My first Yarn experience was in May of my freshman year at Radnor High School. I was on the soccer team that fall, so I had only played ultimate for a few months at this point. We were in Massachusetts, my first overnight tournament, and I had gladly taken the cramped middle seat on the drive up. After a long day of games, I remember receiving a message in the group chat from one of the seniors that Saturday night telling everyone which room Yarn would be in. A flood of crying emojis shortly followed. What is Yarn? I thought to myself. As a freshman, especially one that wasn’t on the team initially that fall, I had no idea what was going on. Little did I know, my life would change that night, as I quickly became aware of the monumental impact of this event.
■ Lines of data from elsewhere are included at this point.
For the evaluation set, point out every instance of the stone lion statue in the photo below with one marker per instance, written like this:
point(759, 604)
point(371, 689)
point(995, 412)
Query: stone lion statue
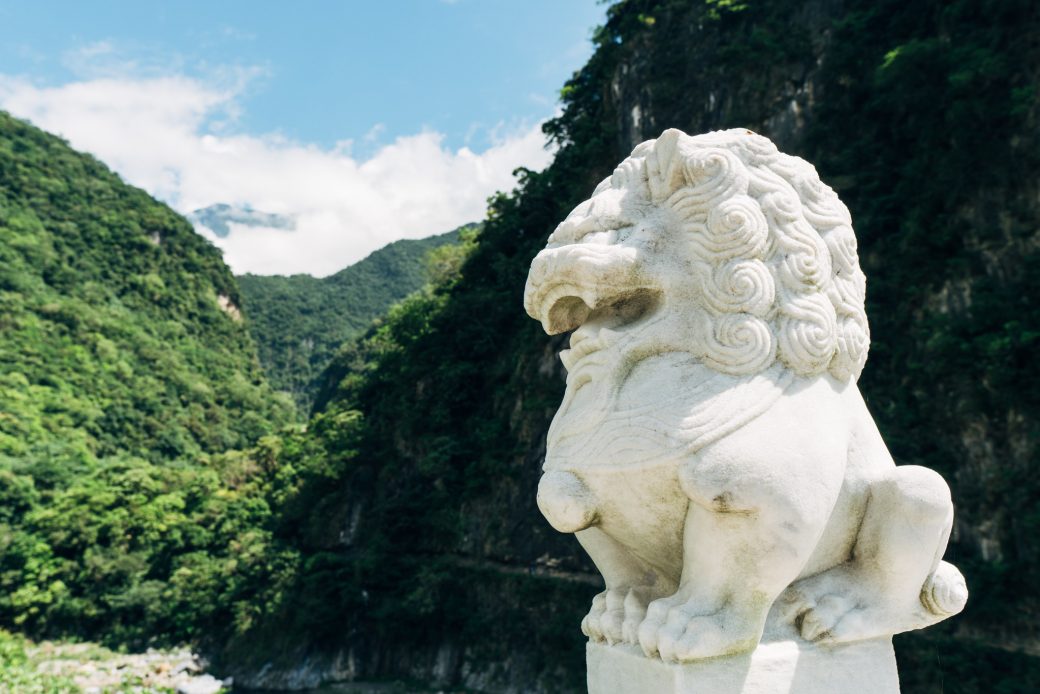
point(712, 452)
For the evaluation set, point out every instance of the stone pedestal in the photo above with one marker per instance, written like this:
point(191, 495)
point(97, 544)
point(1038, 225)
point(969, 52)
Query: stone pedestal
point(784, 667)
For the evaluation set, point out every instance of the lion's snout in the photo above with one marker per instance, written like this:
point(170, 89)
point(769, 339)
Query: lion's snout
point(566, 284)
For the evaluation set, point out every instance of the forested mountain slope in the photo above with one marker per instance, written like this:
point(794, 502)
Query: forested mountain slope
point(124, 368)
point(299, 322)
point(421, 550)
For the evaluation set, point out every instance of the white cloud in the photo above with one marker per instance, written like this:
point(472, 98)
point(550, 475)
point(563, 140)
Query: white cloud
point(175, 137)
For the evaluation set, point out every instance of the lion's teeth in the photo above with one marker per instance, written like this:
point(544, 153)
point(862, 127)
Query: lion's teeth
point(568, 357)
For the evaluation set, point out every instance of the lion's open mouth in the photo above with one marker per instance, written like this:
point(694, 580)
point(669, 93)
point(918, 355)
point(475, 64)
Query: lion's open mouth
point(575, 284)
point(605, 326)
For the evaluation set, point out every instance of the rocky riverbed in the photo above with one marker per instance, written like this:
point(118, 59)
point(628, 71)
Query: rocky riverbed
point(88, 668)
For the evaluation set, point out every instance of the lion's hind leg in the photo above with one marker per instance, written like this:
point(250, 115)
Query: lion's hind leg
point(895, 580)
point(747, 538)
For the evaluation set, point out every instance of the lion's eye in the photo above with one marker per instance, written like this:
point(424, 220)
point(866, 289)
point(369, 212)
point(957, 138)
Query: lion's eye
point(623, 232)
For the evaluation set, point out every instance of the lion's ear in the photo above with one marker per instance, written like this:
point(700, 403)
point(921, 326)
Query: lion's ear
point(665, 164)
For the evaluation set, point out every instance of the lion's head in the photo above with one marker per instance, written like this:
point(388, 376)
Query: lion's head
point(718, 246)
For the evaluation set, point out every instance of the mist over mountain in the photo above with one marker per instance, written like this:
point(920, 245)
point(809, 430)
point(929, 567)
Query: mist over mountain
point(156, 487)
point(300, 322)
point(219, 217)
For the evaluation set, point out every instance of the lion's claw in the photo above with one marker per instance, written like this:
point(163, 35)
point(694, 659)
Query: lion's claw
point(615, 616)
point(675, 631)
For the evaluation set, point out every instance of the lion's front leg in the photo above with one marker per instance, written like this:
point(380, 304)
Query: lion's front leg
point(617, 613)
point(750, 529)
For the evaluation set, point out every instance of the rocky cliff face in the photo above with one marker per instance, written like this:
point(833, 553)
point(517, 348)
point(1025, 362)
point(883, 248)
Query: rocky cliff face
point(923, 114)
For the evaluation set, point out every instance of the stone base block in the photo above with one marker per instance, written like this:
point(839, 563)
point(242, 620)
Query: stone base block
point(783, 667)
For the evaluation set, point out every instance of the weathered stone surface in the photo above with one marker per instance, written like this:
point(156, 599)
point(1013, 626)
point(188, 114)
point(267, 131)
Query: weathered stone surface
point(712, 452)
point(867, 667)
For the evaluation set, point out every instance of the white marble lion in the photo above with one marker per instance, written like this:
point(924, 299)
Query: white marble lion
point(712, 452)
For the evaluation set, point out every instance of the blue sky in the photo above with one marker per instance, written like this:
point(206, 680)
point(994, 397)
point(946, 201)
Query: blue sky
point(349, 100)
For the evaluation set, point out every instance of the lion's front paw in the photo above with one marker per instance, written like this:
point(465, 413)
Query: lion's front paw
point(615, 616)
point(679, 632)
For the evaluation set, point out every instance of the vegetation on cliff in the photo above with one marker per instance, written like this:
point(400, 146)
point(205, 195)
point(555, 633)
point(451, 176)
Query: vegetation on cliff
point(300, 322)
point(124, 369)
point(400, 525)
point(923, 114)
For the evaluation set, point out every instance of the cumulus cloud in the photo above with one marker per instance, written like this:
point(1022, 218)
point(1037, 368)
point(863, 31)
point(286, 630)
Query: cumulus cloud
point(175, 137)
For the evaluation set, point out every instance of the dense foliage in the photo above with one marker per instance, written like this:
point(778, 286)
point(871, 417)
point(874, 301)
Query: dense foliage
point(400, 524)
point(123, 368)
point(924, 114)
point(299, 322)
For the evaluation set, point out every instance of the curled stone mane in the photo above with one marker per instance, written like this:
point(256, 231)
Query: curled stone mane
point(773, 251)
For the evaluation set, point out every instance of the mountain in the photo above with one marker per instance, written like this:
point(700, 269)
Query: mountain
point(126, 373)
point(217, 217)
point(300, 322)
point(421, 553)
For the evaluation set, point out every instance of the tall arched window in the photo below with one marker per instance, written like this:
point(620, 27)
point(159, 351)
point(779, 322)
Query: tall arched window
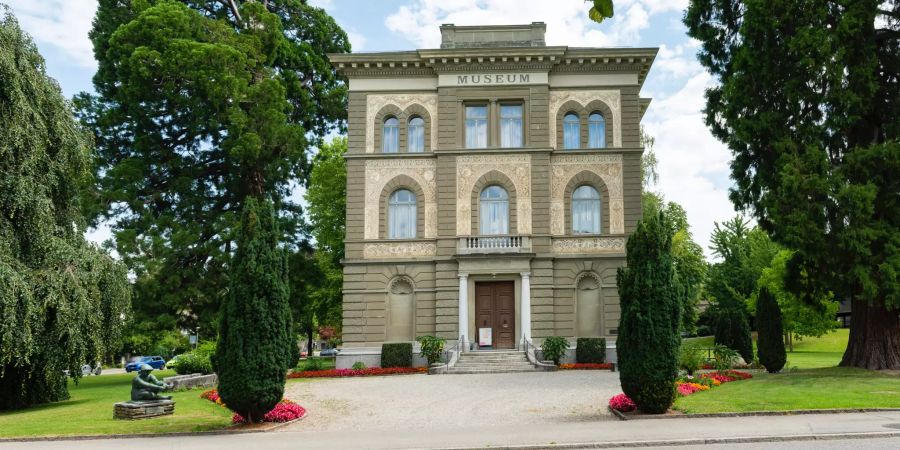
point(596, 131)
point(416, 135)
point(586, 210)
point(402, 215)
point(494, 210)
point(571, 131)
point(391, 135)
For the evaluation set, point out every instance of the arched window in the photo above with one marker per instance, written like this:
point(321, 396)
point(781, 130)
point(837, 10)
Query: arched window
point(586, 210)
point(494, 210)
point(402, 215)
point(391, 136)
point(571, 131)
point(416, 135)
point(596, 131)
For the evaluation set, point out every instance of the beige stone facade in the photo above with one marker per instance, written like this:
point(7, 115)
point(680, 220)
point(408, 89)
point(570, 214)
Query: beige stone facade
point(427, 282)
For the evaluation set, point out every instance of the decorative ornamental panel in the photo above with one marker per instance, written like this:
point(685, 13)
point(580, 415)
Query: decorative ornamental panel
point(386, 250)
point(589, 245)
point(375, 102)
point(607, 167)
point(612, 98)
point(470, 168)
point(379, 172)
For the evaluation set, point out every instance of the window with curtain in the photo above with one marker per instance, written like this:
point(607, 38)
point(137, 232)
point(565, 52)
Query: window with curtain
point(586, 210)
point(391, 135)
point(596, 131)
point(476, 126)
point(510, 126)
point(416, 135)
point(494, 210)
point(571, 131)
point(402, 215)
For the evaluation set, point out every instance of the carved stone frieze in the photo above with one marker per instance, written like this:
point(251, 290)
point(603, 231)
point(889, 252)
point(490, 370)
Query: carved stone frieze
point(379, 172)
point(379, 250)
point(612, 98)
point(375, 102)
point(607, 167)
point(588, 245)
point(470, 168)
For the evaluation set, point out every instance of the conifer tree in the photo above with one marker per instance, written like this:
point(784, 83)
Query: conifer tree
point(770, 343)
point(648, 341)
point(255, 337)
Despite playing soccer with the same people for years, I had never really felt like I was on a team. I loved soccer, and I still do: the physicality, the intricate moves, the mutual disdain for referees, everything. Playing ultimate in the spring was fun, but I certainly did not have any plans of quitting soccer to also play in the fall. However, within the first 30 minutes of Yarn, I started to cry. Now, this was not unusual: people were starting to tear up before our coach even brought out the yarn. There were varying degrees of emotion each player on our team was expressing — as expected, the seniors had a lot to cry about. Me, on the other hand? I was still struggling to remember everyone’s name. As I looked around, however, I slowly began to realize that my soccer teammates would never be so vulnerable, so honest, so real. At that moment, I realized I could never go back to soccer. Ultimate would later bring me plenty of things: friends, introspection, responsibility, trophies, bruises, you name it. But, at that one initial moment, it brought me something I didn’t know I had been looking for: a team.
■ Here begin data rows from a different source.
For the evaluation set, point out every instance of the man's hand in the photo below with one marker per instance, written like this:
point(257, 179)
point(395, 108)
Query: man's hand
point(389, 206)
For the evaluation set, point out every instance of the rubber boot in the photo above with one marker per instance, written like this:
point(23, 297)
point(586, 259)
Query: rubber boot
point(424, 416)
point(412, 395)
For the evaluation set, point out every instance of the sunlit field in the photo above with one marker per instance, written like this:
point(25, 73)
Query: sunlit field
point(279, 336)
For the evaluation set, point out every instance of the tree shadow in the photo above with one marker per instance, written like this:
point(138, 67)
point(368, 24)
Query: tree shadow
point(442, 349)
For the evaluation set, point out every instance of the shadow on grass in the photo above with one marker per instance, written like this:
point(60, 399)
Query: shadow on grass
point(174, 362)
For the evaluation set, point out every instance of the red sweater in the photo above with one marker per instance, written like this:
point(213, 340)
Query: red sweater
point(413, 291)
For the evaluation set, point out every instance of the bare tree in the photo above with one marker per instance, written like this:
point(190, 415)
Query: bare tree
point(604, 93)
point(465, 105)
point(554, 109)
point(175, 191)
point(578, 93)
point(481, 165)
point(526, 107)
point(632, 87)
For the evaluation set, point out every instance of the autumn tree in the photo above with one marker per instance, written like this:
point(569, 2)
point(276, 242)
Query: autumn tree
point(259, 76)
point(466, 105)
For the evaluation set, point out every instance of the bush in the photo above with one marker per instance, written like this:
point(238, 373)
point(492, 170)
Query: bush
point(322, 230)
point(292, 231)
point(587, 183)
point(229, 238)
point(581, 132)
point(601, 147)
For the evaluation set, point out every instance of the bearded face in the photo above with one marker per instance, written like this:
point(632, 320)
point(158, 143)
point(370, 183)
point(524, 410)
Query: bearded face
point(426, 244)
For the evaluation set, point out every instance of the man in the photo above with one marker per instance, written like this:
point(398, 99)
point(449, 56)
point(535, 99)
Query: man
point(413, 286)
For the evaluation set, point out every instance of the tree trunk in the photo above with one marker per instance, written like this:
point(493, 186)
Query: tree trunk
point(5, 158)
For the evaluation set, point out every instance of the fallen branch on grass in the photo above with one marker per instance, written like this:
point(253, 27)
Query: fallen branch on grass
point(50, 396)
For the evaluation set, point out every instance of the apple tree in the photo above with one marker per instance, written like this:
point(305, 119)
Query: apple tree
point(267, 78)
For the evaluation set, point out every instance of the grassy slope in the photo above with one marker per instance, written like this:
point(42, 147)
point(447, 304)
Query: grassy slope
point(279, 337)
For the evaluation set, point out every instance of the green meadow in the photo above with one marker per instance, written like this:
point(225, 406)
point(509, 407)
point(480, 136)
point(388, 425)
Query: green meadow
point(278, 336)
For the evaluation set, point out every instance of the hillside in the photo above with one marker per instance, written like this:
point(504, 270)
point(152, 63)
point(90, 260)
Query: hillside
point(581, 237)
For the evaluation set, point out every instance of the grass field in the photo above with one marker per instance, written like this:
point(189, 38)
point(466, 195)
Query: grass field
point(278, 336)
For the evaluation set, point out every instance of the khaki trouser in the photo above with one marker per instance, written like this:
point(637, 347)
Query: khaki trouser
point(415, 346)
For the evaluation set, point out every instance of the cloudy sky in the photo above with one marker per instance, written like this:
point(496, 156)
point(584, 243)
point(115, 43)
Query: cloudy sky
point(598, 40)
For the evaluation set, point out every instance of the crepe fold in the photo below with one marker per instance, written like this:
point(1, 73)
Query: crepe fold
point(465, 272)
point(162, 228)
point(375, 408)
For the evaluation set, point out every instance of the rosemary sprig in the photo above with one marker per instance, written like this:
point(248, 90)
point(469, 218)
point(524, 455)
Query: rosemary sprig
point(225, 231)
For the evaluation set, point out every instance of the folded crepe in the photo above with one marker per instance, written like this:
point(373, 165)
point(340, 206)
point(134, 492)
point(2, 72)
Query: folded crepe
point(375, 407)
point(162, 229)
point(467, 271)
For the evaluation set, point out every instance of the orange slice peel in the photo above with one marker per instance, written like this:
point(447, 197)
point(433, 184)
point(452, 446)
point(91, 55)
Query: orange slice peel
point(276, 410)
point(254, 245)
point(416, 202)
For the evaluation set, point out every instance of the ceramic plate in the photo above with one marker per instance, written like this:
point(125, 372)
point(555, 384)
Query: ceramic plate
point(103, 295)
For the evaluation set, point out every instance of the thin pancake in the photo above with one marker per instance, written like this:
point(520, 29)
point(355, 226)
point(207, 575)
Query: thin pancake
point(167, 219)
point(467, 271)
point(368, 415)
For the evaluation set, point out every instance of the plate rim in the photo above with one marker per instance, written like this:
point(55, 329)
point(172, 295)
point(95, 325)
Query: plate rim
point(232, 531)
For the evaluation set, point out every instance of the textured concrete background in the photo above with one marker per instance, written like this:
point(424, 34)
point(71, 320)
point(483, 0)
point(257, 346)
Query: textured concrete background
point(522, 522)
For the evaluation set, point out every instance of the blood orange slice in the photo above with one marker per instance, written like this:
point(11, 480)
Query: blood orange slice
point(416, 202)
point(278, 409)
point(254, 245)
Fast forward to my sophomore year, the finals game of the Pennsylvania High School State Championships. Despite being up by a hefty amount before half, Lower Merion stormed back and tied it up to force universe point. I’m relatively cool under pressure, but when I’m tired and stressed, I usually start to cry. So, big surprise that I started to cry when our coach called the final lineup and I was on it. We had done Yarn the night before, and I remember spinning the bracelet around my wrist as I walked to the end zone, trying to stay focused and take slow, deep breaths. We huddled for what seemed like five minutes, but it was probably more like 20 seconds. Instead of yelling or critiquing previous plays, the seniors comforted us (who am I kidding, mostly me). Instead of the win-at-all-cost mentality I was used to, the seniors encouraged me to just do my best. Looking down at everyone’s yarn bracelets, I had never before felt more connected to a group of players. We pulled the disc, I stopped crying and we eventually ended up winning.
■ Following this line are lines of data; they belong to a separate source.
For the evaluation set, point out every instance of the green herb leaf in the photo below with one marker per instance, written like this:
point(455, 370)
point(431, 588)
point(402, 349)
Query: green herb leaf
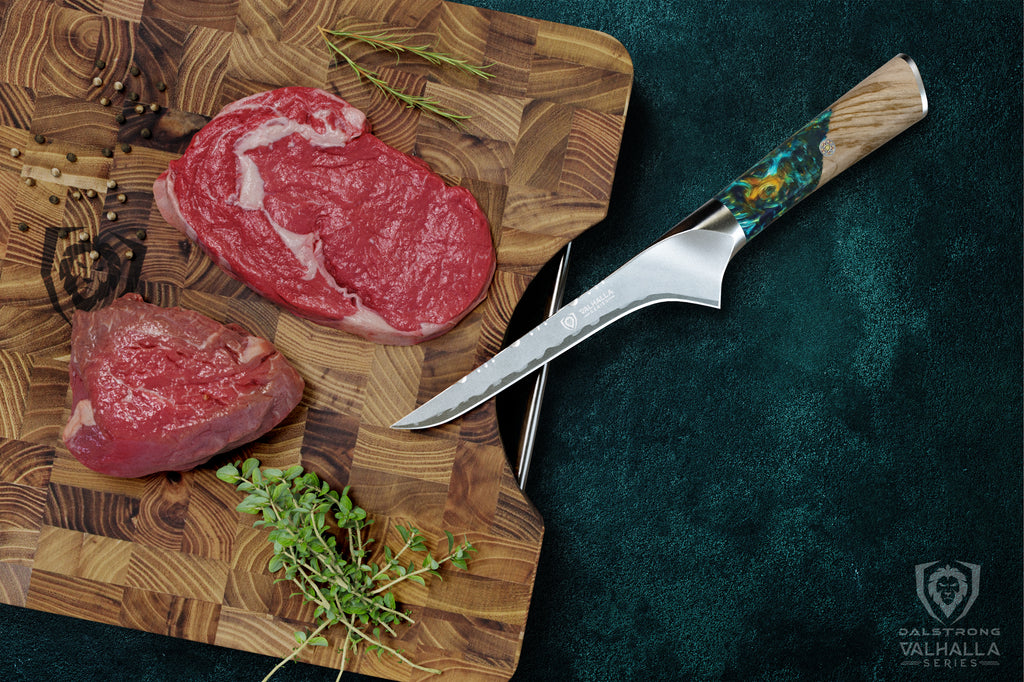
point(397, 45)
point(345, 589)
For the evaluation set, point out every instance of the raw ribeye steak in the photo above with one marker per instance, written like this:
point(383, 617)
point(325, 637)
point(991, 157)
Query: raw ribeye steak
point(165, 389)
point(289, 193)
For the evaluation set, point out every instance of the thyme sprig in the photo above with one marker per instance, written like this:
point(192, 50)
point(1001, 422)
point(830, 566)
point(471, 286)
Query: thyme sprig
point(337, 578)
point(398, 45)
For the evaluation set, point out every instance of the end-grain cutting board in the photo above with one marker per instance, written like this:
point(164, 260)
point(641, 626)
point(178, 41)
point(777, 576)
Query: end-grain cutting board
point(168, 553)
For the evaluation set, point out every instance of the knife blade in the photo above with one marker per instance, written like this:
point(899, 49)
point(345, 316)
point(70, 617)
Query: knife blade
point(688, 262)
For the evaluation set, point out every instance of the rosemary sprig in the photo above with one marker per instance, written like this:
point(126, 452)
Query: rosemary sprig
point(398, 46)
point(337, 578)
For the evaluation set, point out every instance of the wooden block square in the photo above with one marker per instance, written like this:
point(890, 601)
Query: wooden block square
point(93, 600)
point(90, 511)
point(177, 573)
point(14, 374)
point(159, 55)
point(220, 15)
point(284, 64)
point(26, 464)
point(591, 155)
point(83, 555)
point(16, 105)
point(204, 66)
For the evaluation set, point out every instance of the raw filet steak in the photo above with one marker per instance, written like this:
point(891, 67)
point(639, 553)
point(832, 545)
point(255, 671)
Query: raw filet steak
point(290, 193)
point(165, 389)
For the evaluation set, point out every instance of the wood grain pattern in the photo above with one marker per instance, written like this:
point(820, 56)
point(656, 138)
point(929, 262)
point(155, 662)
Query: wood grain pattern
point(168, 553)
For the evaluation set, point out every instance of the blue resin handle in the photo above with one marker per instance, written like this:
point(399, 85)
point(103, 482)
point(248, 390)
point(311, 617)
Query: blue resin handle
point(881, 107)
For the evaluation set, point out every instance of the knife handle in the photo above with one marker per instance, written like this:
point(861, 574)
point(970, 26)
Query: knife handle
point(878, 109)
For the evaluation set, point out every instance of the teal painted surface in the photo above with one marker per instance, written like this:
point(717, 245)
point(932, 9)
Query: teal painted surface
point(778, 181)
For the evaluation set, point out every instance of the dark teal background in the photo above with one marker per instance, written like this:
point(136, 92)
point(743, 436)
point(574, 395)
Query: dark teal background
point(743, 494)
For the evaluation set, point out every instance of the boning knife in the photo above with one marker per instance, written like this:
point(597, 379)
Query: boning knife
point(688, 262)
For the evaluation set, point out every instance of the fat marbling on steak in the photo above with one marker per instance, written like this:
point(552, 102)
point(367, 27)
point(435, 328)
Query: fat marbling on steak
point(165, 389)
point(289, 193)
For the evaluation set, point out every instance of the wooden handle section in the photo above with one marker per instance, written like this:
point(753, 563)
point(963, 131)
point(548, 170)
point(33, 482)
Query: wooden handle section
point(878, 109)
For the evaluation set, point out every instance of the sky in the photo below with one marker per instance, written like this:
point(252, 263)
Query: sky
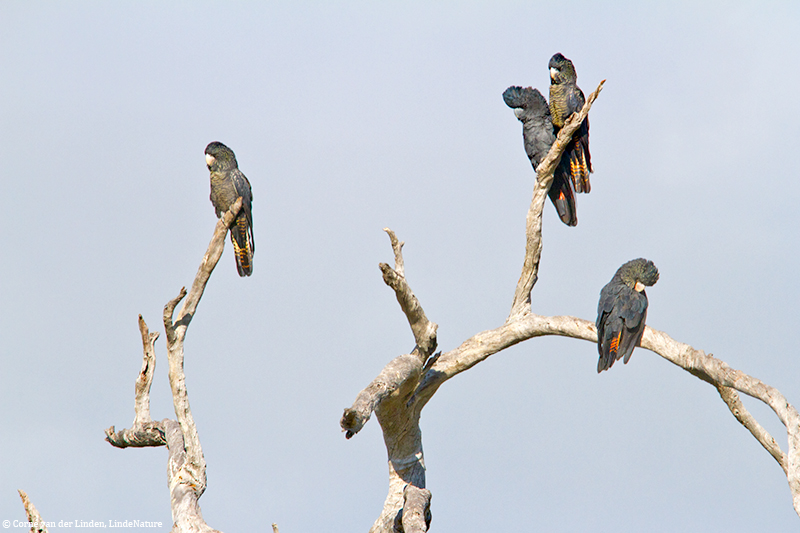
point(348, 117)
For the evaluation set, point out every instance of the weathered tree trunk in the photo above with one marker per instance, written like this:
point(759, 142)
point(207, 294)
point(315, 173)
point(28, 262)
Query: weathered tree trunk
point(407, 383)
point(186, 467)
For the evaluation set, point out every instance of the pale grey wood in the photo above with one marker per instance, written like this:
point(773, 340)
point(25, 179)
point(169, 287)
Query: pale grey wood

I took off my junior year yarn bracelet right before prom. I remember cutting it carefully and placing it on my bulletin board with my other two, excited at the thought of my next one, my last one. Unfortunately, 2020 would not allow for that. Instead of crying with my team, I was watching TikToks and making whipped coffee. However, even apart, Radnor Girls Ultimate Frisbee still practiced Spirit of the Game. We kept in contact with other teams, threw the disc while practicing social-distancing, served as activists for the Black Lives Matter movement, and organized surprises for players’ various personal accomplishments. While I never received my final yarn bracelet, I never lost the feeling of being a part of the team.